Multistep Quasimetric Learning for Scalable Goal-Conditioned Reinforcement Learning¶

Conference: ICLR 2026
OpenReview: https://openreview.net/forum?id=UElh7vzgKX
Paper: Project Page
Code: https://mqe-paper.github.io (Project page contains code)
Area: Reinforcement Learning / Goal-Conditioned RL / Offline RL / Robotic Manipulation
Keywords: Goal-Conditioned Reinforcement Learning, Quasimetric Learning, Multistep Returns, Temporal Distance, Long-range Generalization

TL;DR¶

This paper proposes MQE (Multistep Quasimetric Estimation), which integrates multistep Monte Carlo returns into a quasimetric distance architecture. It learns a goal-conditioned Q-function that satisfies the triangle inequality end-to-end. This enables non-hierarchical, planner-free "stitching" and compositional generalization for the first time in offline GCRL tasks spanning up to 4000 steps and real-world multi-stage robotic arm manipulation.

Background & Motivation¶

Background: The core of Goal-Conditioned Reinforcement Learning (GCRL) is estimating the "temporal distance" between two observations—how many steps it takes to reach a goal from the current state. In offline settings, two main paradigms exist: one uses Temporal Difference (TD) for local updates (GCIQL, QRL, nSAC+BC), which theoretically approaches the optimal \(Q^*\); the other uses Monte Carlo (MC)/contrastive learning for global updates (CRL, CMD, TMD), treating future states as goals to propagate value over multiple steps.

Limitations of Prior Work: Both paradigms have significant drawbacks. TD methods suffer from accumulated compounding errors in long-range tasks, collapsing as the horizon extends. MC/contrastive methods are more stable in practice but only recover \(Q^\beta\) under the behavior policy rather than the optimal value; furthermore, distance parameterizations in contrastive learning lack global geometric constraints, making compositional stitching difficult. Consequently, offline RL scales well for short-range tasks but fails in long-range tasks requiring complex reasoning.

Key Challenge: There exists a trade-off between local updates (TD, optimal but divergent over long horizons) and global updates (MC, stable over long horizons but limited to behavior policies). No existing method manages to capture the benefits of both—rapid global value propagation while maintaining local consistency and global geometric structure.

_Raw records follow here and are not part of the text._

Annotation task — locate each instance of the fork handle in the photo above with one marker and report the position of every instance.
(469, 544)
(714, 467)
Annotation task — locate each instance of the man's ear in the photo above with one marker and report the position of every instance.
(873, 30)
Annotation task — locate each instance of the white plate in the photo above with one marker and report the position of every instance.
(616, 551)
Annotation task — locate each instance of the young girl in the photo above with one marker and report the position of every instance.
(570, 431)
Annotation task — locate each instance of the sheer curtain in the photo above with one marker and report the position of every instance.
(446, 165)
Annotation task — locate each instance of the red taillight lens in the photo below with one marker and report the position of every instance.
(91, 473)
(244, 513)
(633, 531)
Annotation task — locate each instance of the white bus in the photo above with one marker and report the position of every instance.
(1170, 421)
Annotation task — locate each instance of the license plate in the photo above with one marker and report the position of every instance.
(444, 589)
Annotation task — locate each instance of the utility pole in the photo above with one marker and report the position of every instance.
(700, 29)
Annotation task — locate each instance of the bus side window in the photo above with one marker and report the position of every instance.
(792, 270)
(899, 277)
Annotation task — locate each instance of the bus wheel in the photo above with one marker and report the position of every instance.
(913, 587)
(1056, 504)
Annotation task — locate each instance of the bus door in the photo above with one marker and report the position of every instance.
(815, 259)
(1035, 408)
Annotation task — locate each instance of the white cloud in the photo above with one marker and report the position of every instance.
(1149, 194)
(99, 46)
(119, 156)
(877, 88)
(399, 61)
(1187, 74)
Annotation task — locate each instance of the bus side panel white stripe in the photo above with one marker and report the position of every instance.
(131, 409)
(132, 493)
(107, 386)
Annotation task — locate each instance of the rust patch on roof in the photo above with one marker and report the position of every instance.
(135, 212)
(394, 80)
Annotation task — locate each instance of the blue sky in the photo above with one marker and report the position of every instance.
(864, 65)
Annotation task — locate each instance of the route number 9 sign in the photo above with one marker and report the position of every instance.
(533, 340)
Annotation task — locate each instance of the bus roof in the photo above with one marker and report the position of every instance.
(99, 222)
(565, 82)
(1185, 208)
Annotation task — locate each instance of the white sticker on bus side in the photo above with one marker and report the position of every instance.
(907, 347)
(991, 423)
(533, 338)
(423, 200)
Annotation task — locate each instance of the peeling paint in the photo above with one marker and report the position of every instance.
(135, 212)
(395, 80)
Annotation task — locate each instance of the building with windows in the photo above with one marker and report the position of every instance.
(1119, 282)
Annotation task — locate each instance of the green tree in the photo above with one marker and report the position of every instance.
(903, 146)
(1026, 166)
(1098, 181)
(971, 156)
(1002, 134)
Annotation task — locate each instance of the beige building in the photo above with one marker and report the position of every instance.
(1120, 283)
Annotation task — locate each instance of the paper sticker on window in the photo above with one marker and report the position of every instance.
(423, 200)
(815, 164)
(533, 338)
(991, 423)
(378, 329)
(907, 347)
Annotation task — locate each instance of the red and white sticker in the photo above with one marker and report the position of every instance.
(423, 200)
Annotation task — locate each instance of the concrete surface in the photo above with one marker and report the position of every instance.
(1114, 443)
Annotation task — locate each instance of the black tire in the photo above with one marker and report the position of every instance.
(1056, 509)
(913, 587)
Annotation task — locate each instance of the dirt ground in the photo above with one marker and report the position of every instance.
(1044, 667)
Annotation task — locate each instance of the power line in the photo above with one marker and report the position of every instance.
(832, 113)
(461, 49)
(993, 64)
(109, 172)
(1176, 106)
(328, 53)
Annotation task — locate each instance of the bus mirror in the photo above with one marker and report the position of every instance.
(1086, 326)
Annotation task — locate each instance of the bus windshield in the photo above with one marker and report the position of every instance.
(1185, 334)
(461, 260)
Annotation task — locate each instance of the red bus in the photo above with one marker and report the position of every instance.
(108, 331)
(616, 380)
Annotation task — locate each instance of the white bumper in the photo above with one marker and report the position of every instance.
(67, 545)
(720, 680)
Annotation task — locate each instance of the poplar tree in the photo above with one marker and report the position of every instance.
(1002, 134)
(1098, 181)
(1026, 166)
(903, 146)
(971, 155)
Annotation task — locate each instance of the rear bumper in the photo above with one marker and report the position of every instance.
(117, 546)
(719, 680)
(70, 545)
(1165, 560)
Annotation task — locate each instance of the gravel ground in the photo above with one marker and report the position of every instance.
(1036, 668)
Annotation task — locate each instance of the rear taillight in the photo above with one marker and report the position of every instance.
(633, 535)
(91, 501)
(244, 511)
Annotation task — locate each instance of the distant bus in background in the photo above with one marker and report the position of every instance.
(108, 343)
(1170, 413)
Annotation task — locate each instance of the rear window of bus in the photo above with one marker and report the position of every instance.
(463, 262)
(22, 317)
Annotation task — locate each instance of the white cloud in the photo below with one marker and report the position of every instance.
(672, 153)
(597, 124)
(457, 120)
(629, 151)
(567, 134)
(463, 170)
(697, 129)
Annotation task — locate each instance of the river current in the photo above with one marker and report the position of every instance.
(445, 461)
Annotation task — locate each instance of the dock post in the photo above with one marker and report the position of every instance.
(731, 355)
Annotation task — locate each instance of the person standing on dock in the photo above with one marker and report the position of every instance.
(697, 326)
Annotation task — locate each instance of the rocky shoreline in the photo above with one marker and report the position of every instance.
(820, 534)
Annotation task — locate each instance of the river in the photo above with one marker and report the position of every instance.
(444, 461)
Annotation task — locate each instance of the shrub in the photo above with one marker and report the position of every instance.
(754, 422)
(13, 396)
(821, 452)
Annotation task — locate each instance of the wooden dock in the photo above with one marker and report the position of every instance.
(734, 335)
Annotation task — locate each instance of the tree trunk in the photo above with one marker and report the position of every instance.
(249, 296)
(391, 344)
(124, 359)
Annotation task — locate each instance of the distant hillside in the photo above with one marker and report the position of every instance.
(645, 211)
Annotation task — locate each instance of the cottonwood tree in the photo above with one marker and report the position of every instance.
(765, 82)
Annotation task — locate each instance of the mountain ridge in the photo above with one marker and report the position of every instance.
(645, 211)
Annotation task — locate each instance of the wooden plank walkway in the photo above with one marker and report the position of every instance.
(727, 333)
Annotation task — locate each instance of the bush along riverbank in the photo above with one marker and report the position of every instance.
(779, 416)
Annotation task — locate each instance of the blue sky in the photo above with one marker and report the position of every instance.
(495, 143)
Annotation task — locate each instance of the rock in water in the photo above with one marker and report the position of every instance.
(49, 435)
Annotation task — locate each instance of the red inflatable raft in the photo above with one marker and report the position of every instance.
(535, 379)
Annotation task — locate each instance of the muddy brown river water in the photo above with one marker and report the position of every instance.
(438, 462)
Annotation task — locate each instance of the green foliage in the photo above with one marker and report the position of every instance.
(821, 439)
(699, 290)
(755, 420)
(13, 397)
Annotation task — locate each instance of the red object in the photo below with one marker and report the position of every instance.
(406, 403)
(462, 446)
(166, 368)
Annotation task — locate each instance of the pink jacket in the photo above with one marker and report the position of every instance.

Goal: Design an offline GCRL method that performs both local and global value propagation within a single value function to (i) significantly enhance horizon generalization and stitching behavior; (ii) stably extract strong goal-reaching policies from noisy data; and (iii) be robust enough for direct deployment on real robots without additional design.

Key Insight: The authors observe that quasimetric architectures naturally satisfy the triangle inequality \(d(s_0,g)\le d(s_0,s_w)+d(s_w,g)\), representing the optimal substructure of "decomposing hard problems into easier ones." Meanwhile, multistep returns can propagate values further in a single step. By incorporating multistep returns into the regression target of the quasimetric distance, "local consistency + global geometric constraints" can be enforced simultaneously.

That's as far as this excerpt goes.